Shortly after Mr. Newsom’s election, they opted against moving into the 145-year-old governor’s mansion in Sacramento, which became so closely identified with his predecessor, Governor Jerry Brown. (Mr. Brown lived there as governor and as a governor’s son.) The new first couple decided that the Victorian mansion, with its steep central staircase and lack of privacy, was not suitable for a family with four children, and bought instead a house in Fair Oaks outside of Sacramento.

The two met on a blind date in 2006 when Mr. Newsom was mayor of San Francisco. She was the daughter of a wealthy Marin County family who received a business degree from Stanford University and worked for non-profit organizations in Africa and Latin America before pursuing a career in Hollywood, where she met Mr. Weinstein.

After dating and marrying, they would pursue their own careers, but their paths were parallel and often intertwined. Mr. Newsom served two terms as Mayor of San Francisco and became Lieutenant Governor under Mr. Brown, biding his time until Mr. Brown had to leave office due to term limits. Ms. Siebel Newsom had a few small roles in television and films, including a small role in Mad Men, before breaking into documentaries and first attracting attention with Miss Representation, a documentary she directed in 2011.

As was made clear at the trial, Ms. Siebel Newsom supported Mr. Newsom’s political career by soliciting Mr. Weinstein for campaign input and asking the producer for advice on how her then-boyfriend was running for re-election as mayor of San Francisco, should deal with revelations, that he had an affair with his campaign manager’s wife in 2005. Both events took place after Ms. Siebel Newsom’s encounter with Mr. Weinstein and have been discussed in court for the past two days.

Ms Siebel Newsom’s foundation has also benefited from contributions from companies and figures who have done business with Mr Newsom’s government, an arrangement that has been criticized by state watchdogs.

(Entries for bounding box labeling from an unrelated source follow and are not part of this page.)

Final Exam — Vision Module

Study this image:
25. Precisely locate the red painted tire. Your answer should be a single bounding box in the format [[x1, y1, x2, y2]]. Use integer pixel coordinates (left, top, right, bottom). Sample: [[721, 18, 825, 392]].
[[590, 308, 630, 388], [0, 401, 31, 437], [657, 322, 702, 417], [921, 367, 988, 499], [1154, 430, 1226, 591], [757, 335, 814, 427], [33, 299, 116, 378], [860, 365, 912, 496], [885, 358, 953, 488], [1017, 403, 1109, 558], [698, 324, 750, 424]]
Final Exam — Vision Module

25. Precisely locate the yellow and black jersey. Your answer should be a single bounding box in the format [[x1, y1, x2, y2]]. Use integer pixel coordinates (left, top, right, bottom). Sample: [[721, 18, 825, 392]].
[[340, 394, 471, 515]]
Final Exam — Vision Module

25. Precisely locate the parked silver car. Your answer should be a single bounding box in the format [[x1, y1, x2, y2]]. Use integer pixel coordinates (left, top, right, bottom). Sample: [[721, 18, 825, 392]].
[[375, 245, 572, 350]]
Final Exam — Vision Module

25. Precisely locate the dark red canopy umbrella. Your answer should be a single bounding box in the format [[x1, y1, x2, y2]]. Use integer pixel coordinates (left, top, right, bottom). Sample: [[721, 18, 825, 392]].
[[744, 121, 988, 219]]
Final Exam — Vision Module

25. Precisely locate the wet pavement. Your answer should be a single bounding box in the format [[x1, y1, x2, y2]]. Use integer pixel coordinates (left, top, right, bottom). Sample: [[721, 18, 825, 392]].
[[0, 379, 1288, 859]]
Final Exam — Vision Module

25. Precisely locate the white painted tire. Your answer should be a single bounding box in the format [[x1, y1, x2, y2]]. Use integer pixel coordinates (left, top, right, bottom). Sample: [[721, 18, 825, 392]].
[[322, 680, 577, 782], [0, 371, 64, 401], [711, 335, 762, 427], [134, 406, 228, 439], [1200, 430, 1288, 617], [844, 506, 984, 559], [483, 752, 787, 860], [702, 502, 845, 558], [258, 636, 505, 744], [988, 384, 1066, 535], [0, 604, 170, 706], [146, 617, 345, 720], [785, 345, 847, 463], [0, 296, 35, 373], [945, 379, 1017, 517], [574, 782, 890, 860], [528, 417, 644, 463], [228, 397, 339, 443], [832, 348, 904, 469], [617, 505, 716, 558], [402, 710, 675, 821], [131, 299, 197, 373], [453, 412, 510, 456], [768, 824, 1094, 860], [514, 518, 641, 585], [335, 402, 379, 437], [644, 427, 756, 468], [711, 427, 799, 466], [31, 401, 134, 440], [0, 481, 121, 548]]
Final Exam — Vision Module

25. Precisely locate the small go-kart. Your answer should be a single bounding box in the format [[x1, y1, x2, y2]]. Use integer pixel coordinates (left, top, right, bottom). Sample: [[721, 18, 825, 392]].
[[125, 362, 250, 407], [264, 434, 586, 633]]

During Tuesday’s session, exchanges between Ms. Siebel Newsom and Mr. Weinstein’s attorney captivated the courtroom. Mr Werksman spent the afternoon going through emails she had sent Mr Weinstein in the months and years after she said she had been attacked, including invitations to meet with her and Mr Newsom.

The defense attorney repeatedly asked how she could still be kind to someone she said raped her; Ms. Siebel Newsom said she couldn’t remember many of the messages and considered them “just business”.

She once testified that when she first told police about the attack in 2020, she didn’t expect to have to testify in court because she believed her account would be past the statute of limitations.

“I offered to speak to detectives first to support other women, not to be up here on the stand,” she said. “I was honestly just speaking my truth, and I didn’t know what the outcome would be.”

Ms Siebel Newsom was released late Tuesday after spending hours on the witness stand, and it was Marlene Martinez, the prosecutor, who brought the day to an emotional crescendo by asking the witness question after question about whether they had different sexual relationships Actions agree with Mr. Weinstein. “No!” Ms. Siebel Newsom cried out each time, emotions building before she was released and left the room in tears.

While Mr. Newsom was not in the courtroom, Mr. Werksman mentioned him several times in stating that Ms. Siebel Newsom is the wife of the California governor. Lisa B. Lench, the Los Angeles County Superior Court judge who presided over the case, directed attorneys last month to focus on the issue at trial and avoid discussions about Mr Newsom’s policies.

But at times, Mr. Werksman couldn’t seem to resist addressing the high-profile nature of the witness he faced on the stand.

“You were the wife of the governor of California at the time and you were about to meet with the police and an assistant district attorney, and you didn’t think the consequence of what you said was becoming a victim with an indictment?” he said Defender.